Sucking is a means babies use to comfort themselves. I had two babies that were very needy. I gave them pacifiers. What about moms who can't nurse? Do they really feed their children everytime they cry? I think that would be setting them up for some very bad habits when they are older. What does that say about them? I for one wasn't able to nurse for long periods. My milk dried up when my second and third child were five months old. Attachment parenting would say it's because I had my babies on a schedule, but that is not true. I was able to nurse baby number four for the first year, and she was on scheduled feedings.

A mother's breast is not the only place a child can find comfort. Holding them, rocking them, placing them in a swing, playing music, and lots of other things can be options. I used all of those. After my milk dried up I would have been very uncomfortable letting my child have my breast as a means of comfort.

If the baby did not yet have teeth, what would have been the cause of the discomfort?
 
Pergamum, you seem to be on the right track of understanding how God hardwired His children. There is much beauty in it. I continue to pray that we all learn to embrace it, for the sake of God's glory and the sake of our own and our children's health and well-being.
 
If the baby did not yet have teeth, what would have been the cause of the discomfort?

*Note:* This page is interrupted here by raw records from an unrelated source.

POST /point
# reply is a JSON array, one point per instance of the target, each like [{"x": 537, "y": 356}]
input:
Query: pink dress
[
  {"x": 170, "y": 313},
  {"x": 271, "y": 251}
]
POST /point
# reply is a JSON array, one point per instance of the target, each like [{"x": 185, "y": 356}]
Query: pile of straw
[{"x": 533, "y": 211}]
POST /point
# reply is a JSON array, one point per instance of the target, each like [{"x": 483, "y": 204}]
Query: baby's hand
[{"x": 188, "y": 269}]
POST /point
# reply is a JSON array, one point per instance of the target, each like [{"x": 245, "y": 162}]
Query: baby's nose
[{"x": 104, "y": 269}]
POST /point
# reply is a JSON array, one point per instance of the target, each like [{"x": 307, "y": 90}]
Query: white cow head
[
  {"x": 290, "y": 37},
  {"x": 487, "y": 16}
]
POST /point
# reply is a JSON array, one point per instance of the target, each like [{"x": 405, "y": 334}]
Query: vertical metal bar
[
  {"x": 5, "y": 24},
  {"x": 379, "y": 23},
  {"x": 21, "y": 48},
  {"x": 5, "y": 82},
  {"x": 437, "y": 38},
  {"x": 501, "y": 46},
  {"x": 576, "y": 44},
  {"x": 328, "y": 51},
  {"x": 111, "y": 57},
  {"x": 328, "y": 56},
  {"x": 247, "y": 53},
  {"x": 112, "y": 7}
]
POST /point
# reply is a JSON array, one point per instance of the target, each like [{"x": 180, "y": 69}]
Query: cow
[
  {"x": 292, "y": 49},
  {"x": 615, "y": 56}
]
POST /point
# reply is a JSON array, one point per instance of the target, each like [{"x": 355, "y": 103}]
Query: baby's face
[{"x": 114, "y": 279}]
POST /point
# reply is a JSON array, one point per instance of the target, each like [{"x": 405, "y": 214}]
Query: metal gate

Me...After I wrote my response I thought about it, and then read Kim's response. I guess I just always viewed my breast as a supply of food, not as a pacifier. I didn't want to be my child's pacifier. I had children who would have hung on me all day and night. That just isn't reasonable when you have toddlers running around. I respect what Kim did, but I wouldn't do it. I thought at that time and still think there are other ways for babies to be comforted. I nursed my kids when they needed to eat, and sometimes I used it to get them to sleep, but not always.

Maybe it stems from a mom who was so opposed to me nursing that she made me leave her house everytime I nursed. No one in my family ever nursed their children. I was considered odd for doing so. My mom would make me go out to the car when my oldest two needed to be nursed. I'd never been around anyone in my life who nursed their children. Everyone I knew thought I'd gone completely out of my mind.

All I can say is I am glad I no longer have to worry about these things. I am past all of those days. I am not a follower of the crowd, and most of the crowd I hung out with were doing attatchment parenting. I don't have a problem with people who do. I just don't think it's for everyone. If I were to do it all over again. I think I'd stick with a schedule and a pacifier.